The Syrian uprising drew initial pledges of political and economic changes from Assad, who lifted an emergency law in place since 1963 and named a new government. He hasn’t repeated the assurances in recent weeks as authorities have stepped up their assaults.

“It is possible, but for a very short window of opportunity,” Moussa, a former foreign minister of Egypt, said on CNN’s “Fareed Zakaria GPS,” scheduled to air today.

Yemeni President Ali Abdullah Saleh said that he has accepted a Gulf Cooperation Council plan for a transition of power as he sought to end the political turmoil in the country.

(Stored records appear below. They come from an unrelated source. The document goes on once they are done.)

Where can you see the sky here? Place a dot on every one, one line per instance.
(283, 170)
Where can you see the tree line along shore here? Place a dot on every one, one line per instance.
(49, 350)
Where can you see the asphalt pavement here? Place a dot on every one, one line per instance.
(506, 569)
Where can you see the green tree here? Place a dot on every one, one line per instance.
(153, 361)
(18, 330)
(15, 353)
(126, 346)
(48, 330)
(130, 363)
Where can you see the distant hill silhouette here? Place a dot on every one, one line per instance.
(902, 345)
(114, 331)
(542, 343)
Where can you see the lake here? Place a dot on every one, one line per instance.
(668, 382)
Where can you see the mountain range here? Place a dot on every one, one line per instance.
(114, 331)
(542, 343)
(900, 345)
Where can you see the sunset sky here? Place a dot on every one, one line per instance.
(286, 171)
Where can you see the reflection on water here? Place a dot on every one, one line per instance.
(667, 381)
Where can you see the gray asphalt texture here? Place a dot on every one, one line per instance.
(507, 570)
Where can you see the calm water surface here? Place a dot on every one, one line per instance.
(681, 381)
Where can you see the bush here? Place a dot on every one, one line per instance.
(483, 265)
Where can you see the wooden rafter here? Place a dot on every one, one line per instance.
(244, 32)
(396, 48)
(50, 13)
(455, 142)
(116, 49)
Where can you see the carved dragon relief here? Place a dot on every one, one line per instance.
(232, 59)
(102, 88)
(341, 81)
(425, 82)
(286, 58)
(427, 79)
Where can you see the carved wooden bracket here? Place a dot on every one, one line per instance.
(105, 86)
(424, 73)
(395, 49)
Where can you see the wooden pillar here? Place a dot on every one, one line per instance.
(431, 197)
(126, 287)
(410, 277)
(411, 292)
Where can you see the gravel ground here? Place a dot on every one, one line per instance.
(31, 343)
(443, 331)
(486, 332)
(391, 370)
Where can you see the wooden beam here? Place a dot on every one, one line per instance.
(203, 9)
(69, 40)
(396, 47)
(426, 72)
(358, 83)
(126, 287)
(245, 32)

Signing the GCC-backed plan was a “coup on constitutional legitimacy” and the result of “pressure” from other nations, Saleh said during a televised speech at a military ceremony yesterday. Al-Qaeda militants will also strengthen their control in the country after his departure, Saleh said in the speech.

Yemeni Unrest

Political unrest in Yemen continued after Saleh previously refused to sign the GCC-sponsored accord, which calls for his departure and elections two months later. The GCC is made up of Saudi Arabia, Qatar, Bahrain, Oman, the United Arab Emirates and Kuwait.

Protesters in Bahrain have also faced government crackdowns. In Libya, rebels are engaged in a civil war with forces loyal to leader Muammar Qaddafi and Moussa said he doubted Qaddafi had the same chance as Assad.

“After all this bloodshed and all this confrontation, I don’t think Libya can get back to the status quo as if nothing happened,” Moussa said.

The EU’s foreign policy chief Catherine Ashton is visiting the rebel stronghold of Benghazi today where she will open up an office, the Libyan rebels’ National Transitional Council said in a statement yesterday.

Qaddafi, who is “effectively” in hiding, has only limited ability to communicate with his loyalist forces as a result of NATO’s air campaign, an alliance spokesman said May 20.

Allied Raids

NATO carried out raids during the night that targeted Qaddafi’s residence and the port in the capital, Tripoli, Agence France-Presse reported today, citing an unidentified Libyan official.

Crude oil for June delivery rose $1.05 to close at $99.49 a barrel on the New York Mercantile Exchange May 20. Oil prices fell 16 cents this week and have risen 15 percent since the Libya rebellion began February 17.

Elsewhere, Egypt is struggling to prevent the largely peaceful revolution that ousted President Hosni Mubarak from devolving into chaos, said Mohamed ElBaradei, the former director of the International Atomic Energy Agency and candidate for the Egyptian presidency along with Moussa.

“Right now, socially, we are disintegrating,” said ElBaradei, who was also interviewed on the “Fareed Zakaria GPS” program. “Economically we are not in the best state. Politically, it’s -- it’s like a black hole. We do now know where we are heading.”

He urged international investment as the economy struggles to overcome inflation, a budget deficit and a 60 percent drop in tourism.